What is Addison’s Disease?

April 22 22:42 2019 Print This Article

It is defined as a disorder in which there is not an underlying disease process. It is named after Dr. Thomas Addison who was the first to describe this condition. He was a British physician. He described the condition in on the constitutional and local effects of the disease in a supra renal capsules in the year 1849. The adjective addisonian describes the features and conditions of the patients suffering from this disorder. In the year 1855 6 patients of this disorder had adrenal tuberculosis.

What are the signs and symptoms of Addison’s disease?

It includes the sudden onset of symptoms. It takes some time to get recognized. It includes the fatigue, dizziness, muscle weakness, loss of weight, difficulty in standing up, anxiety, diarrhea, head ache, sweating, change in the personality, and sudden drop in the blood pressure. It happens when a person changes its position from seated to standing. There is a joint and muscle pain. The patients have a marked carving for a salty food due to the urinary loss of sodium. There is an adrenal insufficiency which is manifested by the hyper pigmentation.

The clinical signs include the hypo thalamus, pituitary gland and adrenal cortex. There is a negative feedback loop for gluco corticoids as primary hypo cortislism is manifested as a deficiency in the release of gluco corticoid. It occurs from the adrenal cortex in which there is an increase in the ACTH secretion. It is released by the pituitary which initiates the release of gluco corticoid which are absent. It occurs due to the over stimulation of ACTH which makes the skin to look bronze. There is a secondary or tertiary hypo cortisolism in which there is a deficiency of the CRH or ATH release. It occurs with the help of hypo thalamus or pituitary gland. It is manifested as no ACTH release and the later will manifest as a normal response. There is no over production of ACTH. On an examination one notices a low blood pressure which falls when an individual stands and is referred as an ortho static hypo tension.

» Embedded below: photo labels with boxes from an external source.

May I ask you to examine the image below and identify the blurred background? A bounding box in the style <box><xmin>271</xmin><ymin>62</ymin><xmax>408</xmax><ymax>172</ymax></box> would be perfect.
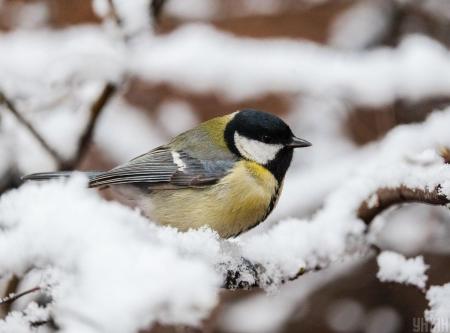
<box><xmin>0</xmin><ymin>0</ymin><xmax>450</xmax><ymax>333</ymax></box>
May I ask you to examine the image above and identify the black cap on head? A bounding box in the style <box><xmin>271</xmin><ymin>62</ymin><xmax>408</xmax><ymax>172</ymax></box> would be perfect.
<box><xmin>225</xmin><ymin>109</ymin><xmax>311</xmax><ymax>182</ymax></box>
<box><xmin>227</xmin><ymin>109</ymin><xmax>294</xmax><ymax>145</ymax></box>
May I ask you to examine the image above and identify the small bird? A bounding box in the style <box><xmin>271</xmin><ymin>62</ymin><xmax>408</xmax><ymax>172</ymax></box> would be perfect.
<box><xmin>24</xmin><ymin>109</ymin><xmax>311</xmax><ymax>238</ymax></box>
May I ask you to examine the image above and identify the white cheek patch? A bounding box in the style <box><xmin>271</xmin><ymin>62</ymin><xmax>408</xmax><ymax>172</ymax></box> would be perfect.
<box><xmin>234</xmin><ymin>132</ymin><xmax>283</xmax><ymax>164</ymax></box>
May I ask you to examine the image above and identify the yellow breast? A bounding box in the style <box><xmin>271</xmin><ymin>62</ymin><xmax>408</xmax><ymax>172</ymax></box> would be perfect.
<box><xmin>144</xmin><ymin>161</ymin><xmax>279</xmax><ymax>237</ymax></box>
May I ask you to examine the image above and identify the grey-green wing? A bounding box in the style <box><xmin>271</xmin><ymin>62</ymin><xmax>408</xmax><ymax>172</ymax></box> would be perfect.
<box><xmin>89</xmin><ymin>146</ymin><xmax>235</xmax><ymax>190</ymax></box>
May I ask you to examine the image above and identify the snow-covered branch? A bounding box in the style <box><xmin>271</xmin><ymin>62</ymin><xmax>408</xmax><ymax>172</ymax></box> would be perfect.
<box><xmin>358</xmin><ymin>185</ymin><xmax>450</xmax><ymax>224</ymax></box>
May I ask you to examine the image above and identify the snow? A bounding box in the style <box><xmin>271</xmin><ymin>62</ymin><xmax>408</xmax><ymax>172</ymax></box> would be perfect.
<box><xmin>0</xmin><ymin>25</ymin><xmax>450</xmax><ymax>105</ymax></box>
<box><xmin>0</xmin><ymin>0</ymin><xmax>450</xmax><ymax>332</ymax></box>
<box><xmin>0</xmin><ymin>176</ymin><xmax>221</xmax><ymax>332</ymax></box>
<box><xmin>425</xmin><ymin>283</ymin><xmax>450</xmax><ymax>333</ymax></box>
<box><xmin>377</xmin><ymin>251</ymin><xmax>429</xmax><ymax>289</ymax></box>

The people with the primary disorder have a hyper pigmentation of the area which is present on the shades and does not include the exposure to sun. It includes the skin creases present on the hands, nipples and inside of the cheek. It involves the buccal mucosa. The old scars become dark in the color. They occur due to the melanocyte stimulating hormones which are referred as a MSH and adrenocoorticotrophic hormone which is referred as the ACTH. They share the same precursor molecule known as pro opio melano cortin referred as POMC. After it is produced in the anterior pituitary the POMC gets cleaved into gamma MSH, acth and beta lipotropin. The sub unit adrenocoorticotrophic hormone which is referred as the ACTH goes into the cleavage to form a melanocyte stimulating hormones which are referred as a MSH. It is the most important for the pigmentation of skin. There is a secondary or tertiary form of Addison’s disease in which the darkening of skin does not occur. There are certain medical conditions which occur in association with the Addison’s disease which include the goiter and vitiligo.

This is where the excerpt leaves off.